Cela vous paraît complexe ? Normal. Vous êtes vraiment au cœur du raisonnement métaphysique. Aristote en balisa le chemin en distinguant de manière encore plus subtile ce qui est de l’ordre de l’essence et de l’accident : « Il est accident quand nous disons que l’homme est musicien […], dire, en effet, “ceci est cela”, signifie que ceci est l’accident de cela. […] L’Être par essence reçoit autant d’acception qu’il y a de sortes de catégories [de l’Être]. Or certaines indiquent la substance, la qualité, la quantité, l’action, etc. : […] l’homme est un être qui marche est par essence »*
Je vous prie de m’excuser pour la dimension absconse de cette citation, si éloignée de la réalité de ce pauvre homme et de la douleur de sa famille. Par respect, nous nous devons d’expliquer la pensée de notre philosophe. Que veut-il dire ? Qu’il y a plusieurs lectures de ce verbe être. Par essence Vincent Lambert est un être humain qui a le droit à la dignité. Certains considèrent que le fait d’être allongé sur le lit d’hôpital, sans réaction physiologique, avec des machines qui aident à s’alimenter et à respirer suffit pour exister. D’autres ne veulent plus le voir en cet état car il n’est plus lui-même. Certes Vincent Lambert est vivant, car son corps fonctionne et son cerveau est régulièrement alimenté en oxygène. Mais ce est ne détermine en rien que Vincent Lambert – le mari et fils aimé – existe néanmoins, car son existence – ce qu’il est – n’a plus rien à voir avec ce qu’il fut. Exister c’est percevoir la réalité de son existence, sentir le monde qui nous entoure et développer des pensées en lien avec ces sentiments. Exister c’est manifester sa conscience d’être et non pas uniquement être dans le regard des autres. Être dans le regard des autres voulant dire qu’ils nous prêtent des qualités qui ne sont en réalité que des projections de ce qu’eux désirent, notamment un retour à la vie normale, ou bien des réalités sociales impossibles pour le malade. En métaphysique nous dirions qu’ils nous prêtent des accidents, c’est-à-dire des dimensions de notre être qui ne nous correspondent pas, ou du moins qui ne nous correspondent qu’accidentellement : « Accident se dit de ce qui appartient à un être et peut en être affirmé avec vérité, mais n’est pourtant ni nécessaire ni constant. » Ce qui est accidentel n’a pas de lien avec notre essence. Dire que Vincent Lambert était un père formidable est par exemple lui prêter une dimension qui ne le définit plus, car il ne peut plus assurer cette exigence. Certes il sera toujours le père de ses enfants, mais il ne peut plus être ce père formidable que les autres attendent de retrouver. Ce ne peut plus être un argument fondateur pour réclamer son maintien en vie.

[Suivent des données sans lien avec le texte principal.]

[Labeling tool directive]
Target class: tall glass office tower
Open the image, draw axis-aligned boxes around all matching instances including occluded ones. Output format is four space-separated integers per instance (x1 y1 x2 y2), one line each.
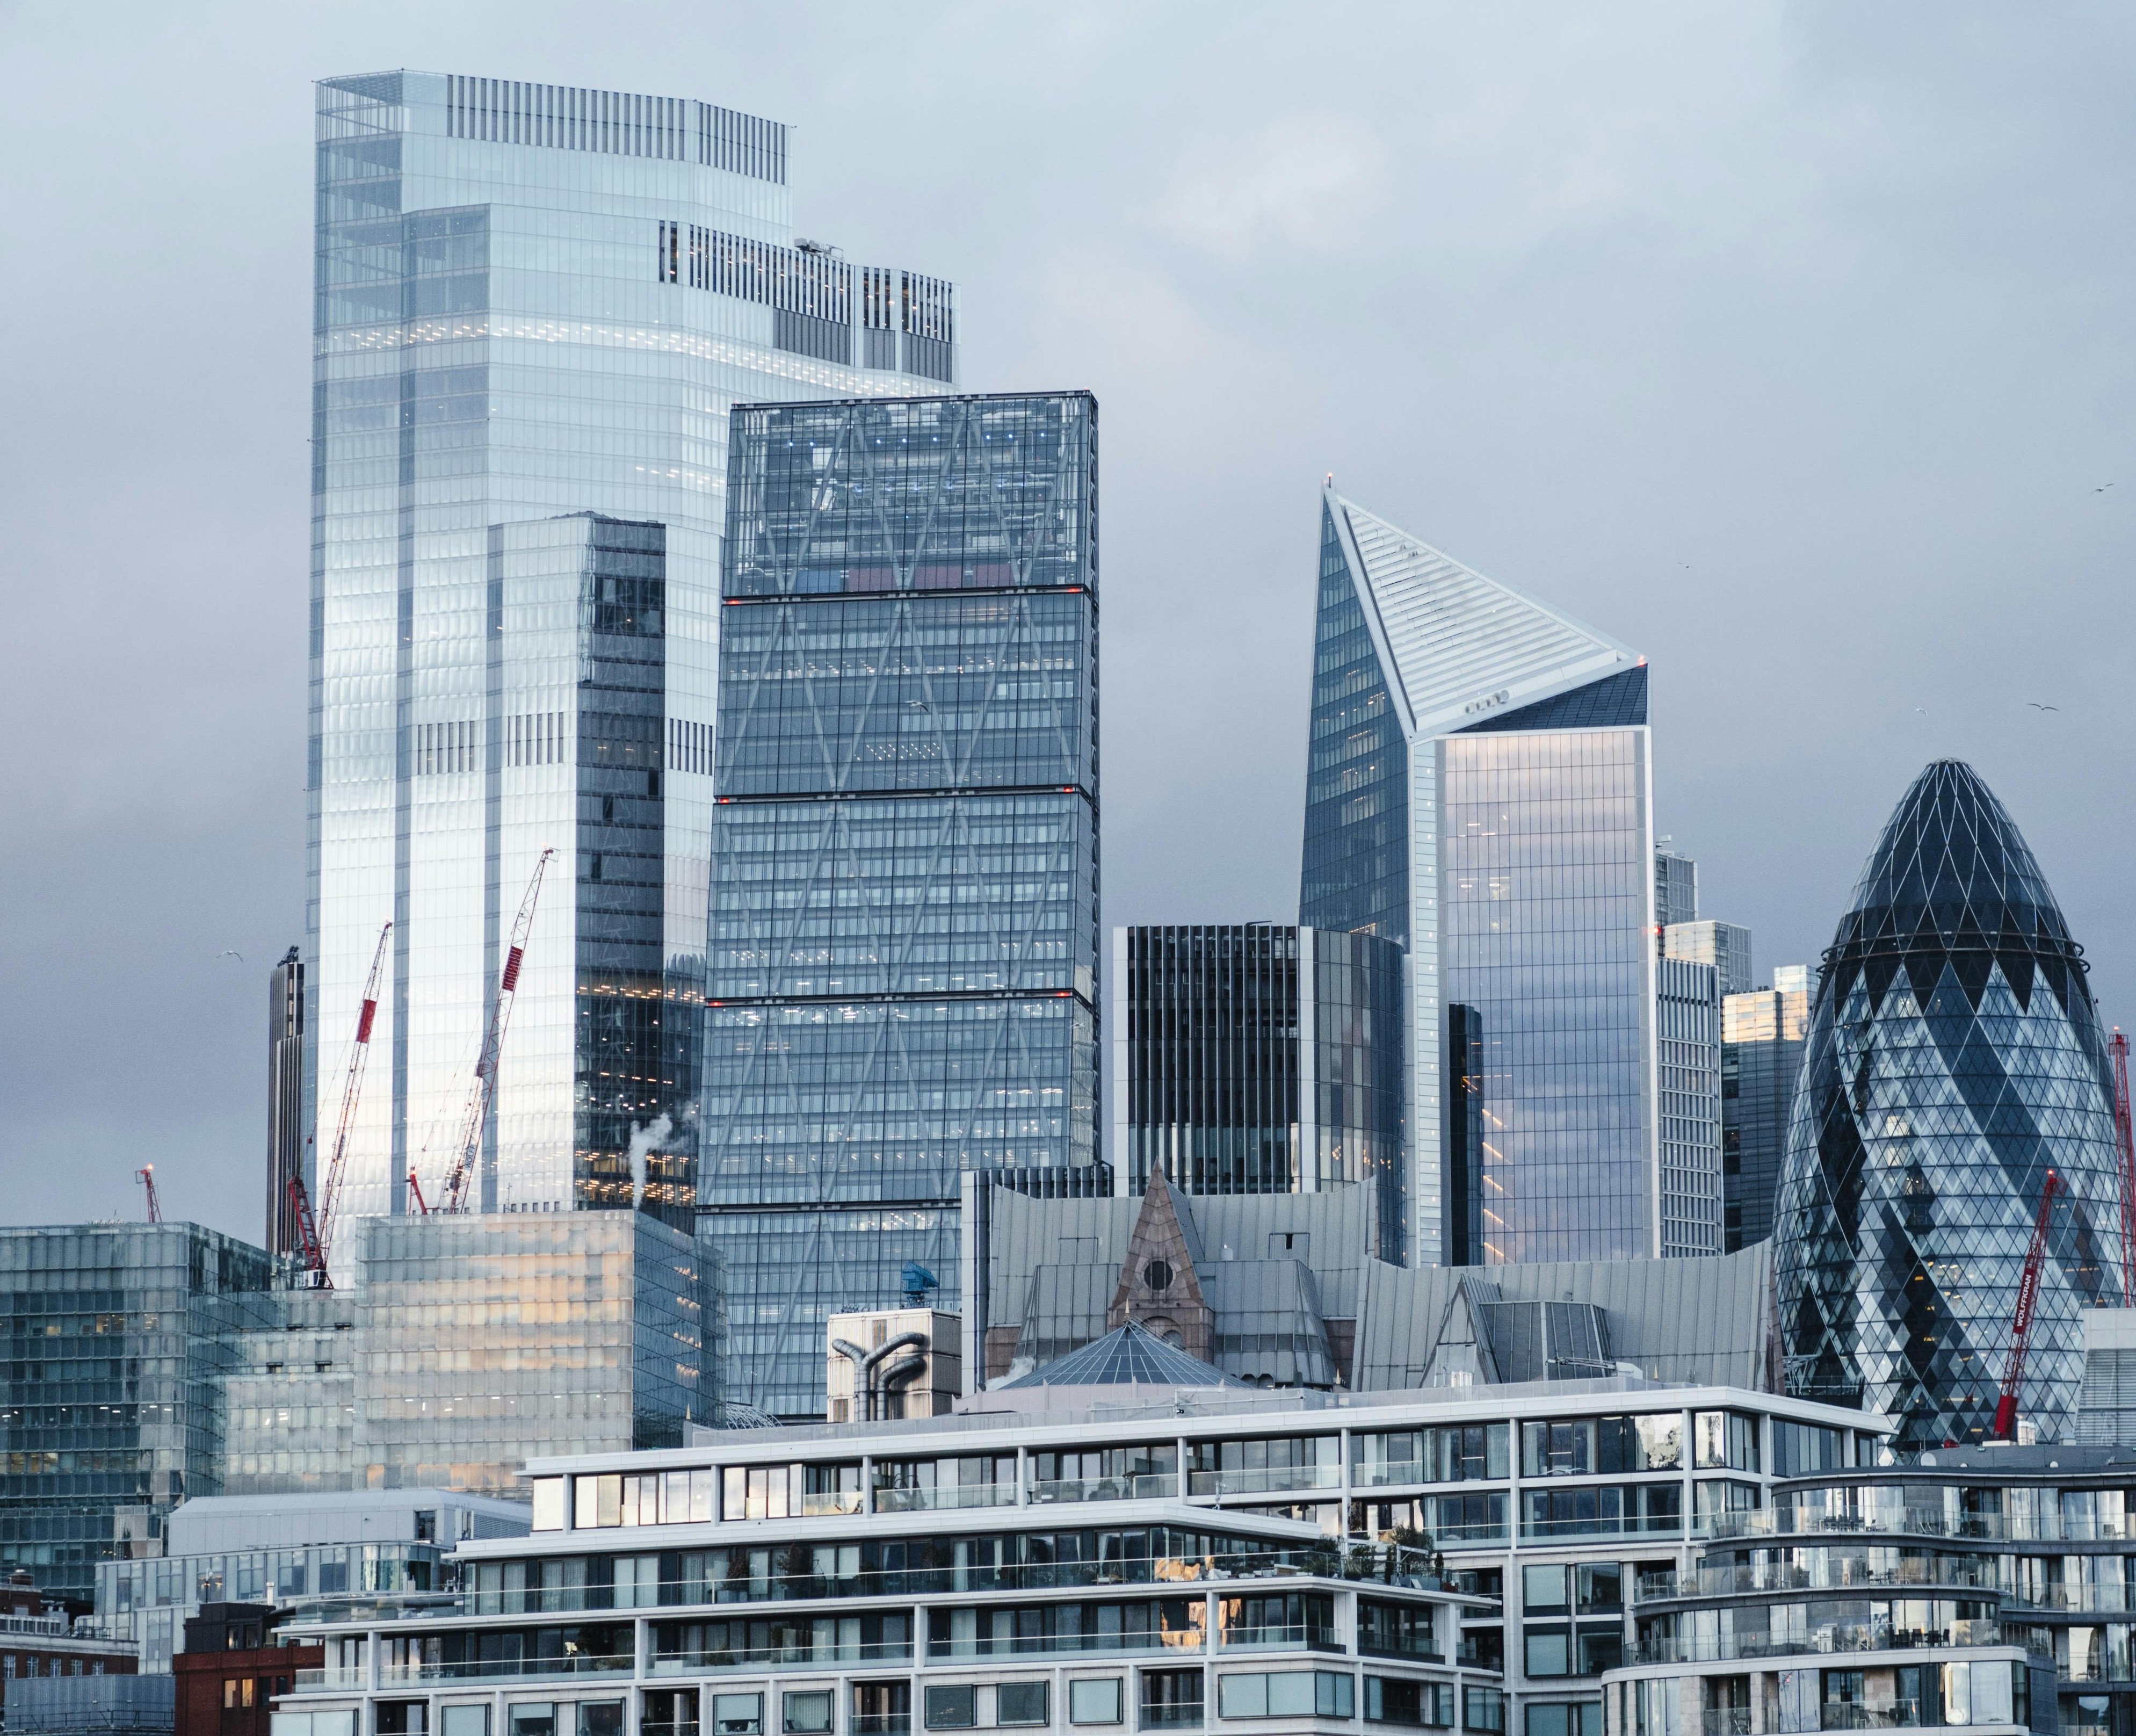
1776 761 2121 1449
1299 487 1682 1267
701 392 1101 1419
307 72 955 1268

Nous devons donc refonder notre éthique sur la question de la dignité en réfléchissant sur l’essence de l’être qui existe, c’est-à-dire ce qui d’une part caractérise l’être humain, mais aussi ce qui lui permet de réaliser la pleine conscience de ce qu’il est. Répondre à ces questions permettra peut-être d’éviter, ou au moins d’encadrer les drames auxquels nous assistons et qui seront de plus en plus fréquents, car la médecine réussira de plus en plus à nous maintenir artificiellement en vie. Cela remettra alors en cause ce qui fait le sens même de l’existence, c’est-à-dire vivre puis mourir. Cette réflexion éthique posera alors la question de l’euthanasie peut-être sereinement, car accompagné d’un discours sur ce qu’est être.

Par Christophe Gallique

* Les citations sont extraites de la Métaphysique d’Aristote, livre Δ. Le style abscons de ce livre s’explique par les difficultés des questions abordées (« l’être en tant qu’être »), mais aussi par le fait que ce sont juste des notes sans doute d’un brouillon qui furent conservées. Les véritables livres rédigées et rendus public par Aristote sont tous disparus.